Amerika blundert, maar blijft populair in Midden-Oosten
Het is de week van 9/11, voor de twintigste keer. Wat kun je dan beter doen dan terug te blikken op de verhouding tussen West en Oost? Ik weet het, er zijn intussen bosjes volwassenen die 11 september 2001 nooit bewust hebben beleefd – of überhaupt niet hebben meegemaakt omdat ze nog niet geboren waren. Maar voor honderdduizenden anderen was die dag een kantelmoment.
Ook voor mij. Ik was student journalistiek en de beelden en ervaringen van die dag hebben diepe sporen achtergelaten. Wat was dit voor barbarisme dat hier keihard in botsing kwam met het vrije Westen? Het grootste deel van de twintig jaar die volgden heb ik gelezen en geschreven over en gereisd in de wereld van de islam. Twee decennia waarin mijn beeld vollediger werd, maar ook genuanceerder.
Terugkijkend op die tijd, en in het bijzonder op de vele westerse interventies in het Midden-Oosten die direct of indirect het gevolg waren van 9/11, is mijn belangrijkste conclusie: wat een bende maakt het Westen er doorgaans van in het Midden-Oosten. Irak, Syrië, Libië, en nu natuurlijk ook Afghanistan: op de lange termijn brengt westers ingrijpen zelden iets goeds tot stand.
Ik zeg dat met pijn in het hart, want zónder ingrijpen waren die landen nu ook niet bepaald lustoorden te noemen. Integendeel; er waren soms goede redenen voor die interventies, te beginnen met het straffen van de daders van 9/11. (Al werd er door de Amerikanen soms gewoon keihard gelogen om westerse regeringen mee te krijgen in een coalitie, zoals in het geval van Irak.)
Mijn hartzeer over de westerse fiasco’s in het Midden-Oosten wordt nog versterkt als je de alternatieven bekijkt. Het Midden-Oosten was de achterliggende twintig jaar ook het toneel van de opkomst van China in de regio. Het land heeft een niet te lessen dorst naar olie, en bijna de helft van de Chinese olie-import komt uit het Midden-Oosten – vooral uit de Golfstaten.
China heeft dus redenen om zijn positie in de regio te verstevigen. Daar komt nog bij dat China, anders dan het Westen, niet moeilijk doet over mensenrechtenschendingen of dictatoriaal gedrag.
Ik weet het, het Westen heeft zich net zo goed schuldig gemaakt aan het steunen van dictators in het Midden-Oosten. En met de Verenigde Staten voorop heeft het zich eveneens schuldig gemaakt aan mensenrechtenschendingen – de gruwelen van Guantanamo Bay en Abu Ghraib zijn slechts een tipje van de sluier.

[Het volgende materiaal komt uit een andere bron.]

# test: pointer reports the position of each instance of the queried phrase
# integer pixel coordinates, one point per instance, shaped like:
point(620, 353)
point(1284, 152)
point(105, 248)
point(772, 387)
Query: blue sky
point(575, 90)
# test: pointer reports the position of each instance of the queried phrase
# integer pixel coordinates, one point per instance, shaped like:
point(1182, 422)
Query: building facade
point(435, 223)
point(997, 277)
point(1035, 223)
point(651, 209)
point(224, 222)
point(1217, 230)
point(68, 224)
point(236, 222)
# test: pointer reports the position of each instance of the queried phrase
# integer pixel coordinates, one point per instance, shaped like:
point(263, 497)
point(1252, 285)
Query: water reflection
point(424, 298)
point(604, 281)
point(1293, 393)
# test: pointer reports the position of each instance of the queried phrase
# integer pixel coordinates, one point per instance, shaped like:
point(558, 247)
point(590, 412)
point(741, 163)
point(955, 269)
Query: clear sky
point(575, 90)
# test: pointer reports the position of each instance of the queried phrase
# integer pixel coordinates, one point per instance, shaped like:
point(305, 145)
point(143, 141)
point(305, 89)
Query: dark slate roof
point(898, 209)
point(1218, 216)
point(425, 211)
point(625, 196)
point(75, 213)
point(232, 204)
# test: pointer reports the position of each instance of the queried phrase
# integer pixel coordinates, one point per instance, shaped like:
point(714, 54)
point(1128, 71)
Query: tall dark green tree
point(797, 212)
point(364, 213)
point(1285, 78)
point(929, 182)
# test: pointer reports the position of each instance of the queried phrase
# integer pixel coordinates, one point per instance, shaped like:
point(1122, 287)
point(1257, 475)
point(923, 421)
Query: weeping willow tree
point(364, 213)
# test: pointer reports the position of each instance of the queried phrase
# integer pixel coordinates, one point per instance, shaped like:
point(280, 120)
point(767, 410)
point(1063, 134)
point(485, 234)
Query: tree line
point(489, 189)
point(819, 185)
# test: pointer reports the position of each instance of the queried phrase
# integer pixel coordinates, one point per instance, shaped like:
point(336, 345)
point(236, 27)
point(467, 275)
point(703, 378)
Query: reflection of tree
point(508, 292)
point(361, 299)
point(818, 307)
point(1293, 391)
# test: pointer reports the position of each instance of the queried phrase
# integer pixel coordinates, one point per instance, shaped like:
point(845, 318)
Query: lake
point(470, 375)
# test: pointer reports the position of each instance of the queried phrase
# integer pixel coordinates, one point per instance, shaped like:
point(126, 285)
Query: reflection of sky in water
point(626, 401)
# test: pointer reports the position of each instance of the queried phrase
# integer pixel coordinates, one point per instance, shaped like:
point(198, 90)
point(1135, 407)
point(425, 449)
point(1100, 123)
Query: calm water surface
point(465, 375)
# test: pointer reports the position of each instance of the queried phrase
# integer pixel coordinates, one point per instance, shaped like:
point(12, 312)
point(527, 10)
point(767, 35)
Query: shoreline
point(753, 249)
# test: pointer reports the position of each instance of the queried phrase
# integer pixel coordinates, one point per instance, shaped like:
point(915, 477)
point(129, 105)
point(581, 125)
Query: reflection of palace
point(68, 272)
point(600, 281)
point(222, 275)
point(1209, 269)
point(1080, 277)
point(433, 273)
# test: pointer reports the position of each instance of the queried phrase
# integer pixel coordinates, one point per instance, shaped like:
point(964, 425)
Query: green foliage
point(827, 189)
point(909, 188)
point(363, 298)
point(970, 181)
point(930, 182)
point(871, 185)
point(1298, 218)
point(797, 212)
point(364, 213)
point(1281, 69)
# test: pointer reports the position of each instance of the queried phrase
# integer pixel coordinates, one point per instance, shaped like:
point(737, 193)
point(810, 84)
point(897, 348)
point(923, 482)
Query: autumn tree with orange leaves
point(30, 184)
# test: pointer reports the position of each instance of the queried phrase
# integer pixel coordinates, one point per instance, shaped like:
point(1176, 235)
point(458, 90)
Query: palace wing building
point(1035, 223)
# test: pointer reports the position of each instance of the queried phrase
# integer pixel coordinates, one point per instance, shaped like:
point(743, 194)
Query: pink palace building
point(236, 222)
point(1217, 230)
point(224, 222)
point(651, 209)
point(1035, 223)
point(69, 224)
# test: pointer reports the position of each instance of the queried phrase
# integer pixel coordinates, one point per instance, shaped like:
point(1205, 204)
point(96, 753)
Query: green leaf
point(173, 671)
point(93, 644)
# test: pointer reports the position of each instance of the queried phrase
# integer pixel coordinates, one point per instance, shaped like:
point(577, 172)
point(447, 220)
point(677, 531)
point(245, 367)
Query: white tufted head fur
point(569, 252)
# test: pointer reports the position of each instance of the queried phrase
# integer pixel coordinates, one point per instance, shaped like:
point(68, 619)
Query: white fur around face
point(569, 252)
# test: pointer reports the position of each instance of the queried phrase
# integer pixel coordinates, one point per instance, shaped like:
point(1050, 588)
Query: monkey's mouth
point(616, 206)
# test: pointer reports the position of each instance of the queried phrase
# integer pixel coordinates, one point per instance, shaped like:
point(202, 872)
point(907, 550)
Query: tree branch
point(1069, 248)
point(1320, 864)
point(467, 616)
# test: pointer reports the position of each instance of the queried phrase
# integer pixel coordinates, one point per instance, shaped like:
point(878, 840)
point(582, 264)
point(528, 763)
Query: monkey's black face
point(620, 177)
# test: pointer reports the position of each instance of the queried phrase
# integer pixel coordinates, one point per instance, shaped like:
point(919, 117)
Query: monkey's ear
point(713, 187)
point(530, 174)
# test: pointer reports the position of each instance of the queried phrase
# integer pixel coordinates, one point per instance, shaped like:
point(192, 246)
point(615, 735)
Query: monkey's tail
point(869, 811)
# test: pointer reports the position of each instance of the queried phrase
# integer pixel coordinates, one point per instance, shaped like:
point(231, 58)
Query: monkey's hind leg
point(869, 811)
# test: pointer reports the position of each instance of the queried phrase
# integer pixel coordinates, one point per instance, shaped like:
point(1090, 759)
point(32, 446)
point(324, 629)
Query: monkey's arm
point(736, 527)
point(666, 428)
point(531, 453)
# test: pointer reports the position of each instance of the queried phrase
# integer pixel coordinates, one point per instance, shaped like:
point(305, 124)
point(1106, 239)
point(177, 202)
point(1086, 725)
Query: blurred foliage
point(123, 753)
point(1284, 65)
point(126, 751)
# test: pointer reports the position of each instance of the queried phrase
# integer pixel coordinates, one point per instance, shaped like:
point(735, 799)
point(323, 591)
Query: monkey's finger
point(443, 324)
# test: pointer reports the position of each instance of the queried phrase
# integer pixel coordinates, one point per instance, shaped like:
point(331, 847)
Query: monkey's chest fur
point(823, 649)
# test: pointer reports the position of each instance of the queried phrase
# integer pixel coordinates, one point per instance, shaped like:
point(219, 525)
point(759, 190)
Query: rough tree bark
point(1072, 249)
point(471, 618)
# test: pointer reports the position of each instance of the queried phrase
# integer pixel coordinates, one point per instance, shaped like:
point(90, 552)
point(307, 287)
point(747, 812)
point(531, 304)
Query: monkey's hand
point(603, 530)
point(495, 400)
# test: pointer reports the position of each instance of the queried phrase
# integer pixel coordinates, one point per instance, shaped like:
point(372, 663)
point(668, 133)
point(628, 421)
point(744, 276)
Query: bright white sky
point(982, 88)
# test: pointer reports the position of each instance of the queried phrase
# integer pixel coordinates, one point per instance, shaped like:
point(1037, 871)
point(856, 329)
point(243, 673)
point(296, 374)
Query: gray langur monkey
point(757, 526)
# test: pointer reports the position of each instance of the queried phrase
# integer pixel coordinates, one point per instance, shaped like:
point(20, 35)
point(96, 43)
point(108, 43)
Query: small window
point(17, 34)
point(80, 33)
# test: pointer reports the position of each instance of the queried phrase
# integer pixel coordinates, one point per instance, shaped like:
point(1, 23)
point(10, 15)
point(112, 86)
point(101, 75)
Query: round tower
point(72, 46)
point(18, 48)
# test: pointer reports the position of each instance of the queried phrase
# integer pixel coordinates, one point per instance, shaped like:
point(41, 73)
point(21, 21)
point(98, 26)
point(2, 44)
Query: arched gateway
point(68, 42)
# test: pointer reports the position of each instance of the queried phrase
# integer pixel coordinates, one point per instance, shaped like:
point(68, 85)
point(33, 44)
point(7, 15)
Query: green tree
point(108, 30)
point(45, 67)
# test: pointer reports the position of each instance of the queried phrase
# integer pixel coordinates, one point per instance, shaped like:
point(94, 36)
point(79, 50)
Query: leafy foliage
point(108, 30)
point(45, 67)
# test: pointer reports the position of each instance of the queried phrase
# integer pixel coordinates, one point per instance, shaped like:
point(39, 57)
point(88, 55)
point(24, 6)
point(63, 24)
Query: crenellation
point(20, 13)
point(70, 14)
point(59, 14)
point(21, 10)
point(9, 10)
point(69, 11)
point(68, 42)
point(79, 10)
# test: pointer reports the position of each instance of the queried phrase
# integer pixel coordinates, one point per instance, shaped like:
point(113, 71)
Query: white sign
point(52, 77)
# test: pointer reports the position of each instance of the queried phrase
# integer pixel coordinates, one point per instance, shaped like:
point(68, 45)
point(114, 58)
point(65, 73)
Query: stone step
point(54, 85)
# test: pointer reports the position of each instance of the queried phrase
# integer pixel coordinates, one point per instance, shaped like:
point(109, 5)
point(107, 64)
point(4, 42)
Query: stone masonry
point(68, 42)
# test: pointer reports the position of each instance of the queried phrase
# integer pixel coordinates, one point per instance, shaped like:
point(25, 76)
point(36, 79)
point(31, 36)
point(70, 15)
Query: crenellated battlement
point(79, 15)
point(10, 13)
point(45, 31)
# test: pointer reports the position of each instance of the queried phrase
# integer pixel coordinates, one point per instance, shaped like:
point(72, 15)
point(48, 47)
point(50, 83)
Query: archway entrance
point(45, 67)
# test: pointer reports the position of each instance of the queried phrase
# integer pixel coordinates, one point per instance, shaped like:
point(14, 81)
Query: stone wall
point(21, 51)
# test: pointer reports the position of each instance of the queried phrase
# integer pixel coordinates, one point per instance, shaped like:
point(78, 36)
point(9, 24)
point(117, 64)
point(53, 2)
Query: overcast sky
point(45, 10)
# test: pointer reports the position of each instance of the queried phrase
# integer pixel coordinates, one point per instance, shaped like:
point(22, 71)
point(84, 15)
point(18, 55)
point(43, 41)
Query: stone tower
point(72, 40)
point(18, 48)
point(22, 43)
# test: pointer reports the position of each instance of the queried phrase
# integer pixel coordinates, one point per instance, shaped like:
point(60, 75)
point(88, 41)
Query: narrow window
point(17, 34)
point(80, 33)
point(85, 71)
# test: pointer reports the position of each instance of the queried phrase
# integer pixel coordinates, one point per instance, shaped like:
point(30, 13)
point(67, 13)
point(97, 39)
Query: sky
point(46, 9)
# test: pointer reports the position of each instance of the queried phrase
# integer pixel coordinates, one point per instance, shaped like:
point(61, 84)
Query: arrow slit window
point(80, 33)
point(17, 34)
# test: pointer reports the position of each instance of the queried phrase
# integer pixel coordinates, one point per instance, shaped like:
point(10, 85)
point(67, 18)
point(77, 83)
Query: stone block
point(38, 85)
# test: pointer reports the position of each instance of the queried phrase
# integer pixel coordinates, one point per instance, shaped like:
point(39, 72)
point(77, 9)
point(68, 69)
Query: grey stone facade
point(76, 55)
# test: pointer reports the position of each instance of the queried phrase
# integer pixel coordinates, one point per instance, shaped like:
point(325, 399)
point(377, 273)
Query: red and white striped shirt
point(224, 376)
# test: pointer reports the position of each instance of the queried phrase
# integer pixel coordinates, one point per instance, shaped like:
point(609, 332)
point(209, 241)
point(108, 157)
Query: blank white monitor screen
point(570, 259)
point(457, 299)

Maar toch. Vraag het op straat in Damascus, in Bagdad, in Kabul. Het land waar mensen nog altijd heen willen is niet China, maar de Verenigde Staten. Omdat waarden van vrijheid en rechtvaardigheid uiteindelijk toch dieper gaan dan de belofte van economische welvaart onder een autocratisch regime. Zelfs twintig jaren van westerse blunders in het Midden-Oosten hebben dat niet kunnen veranderen.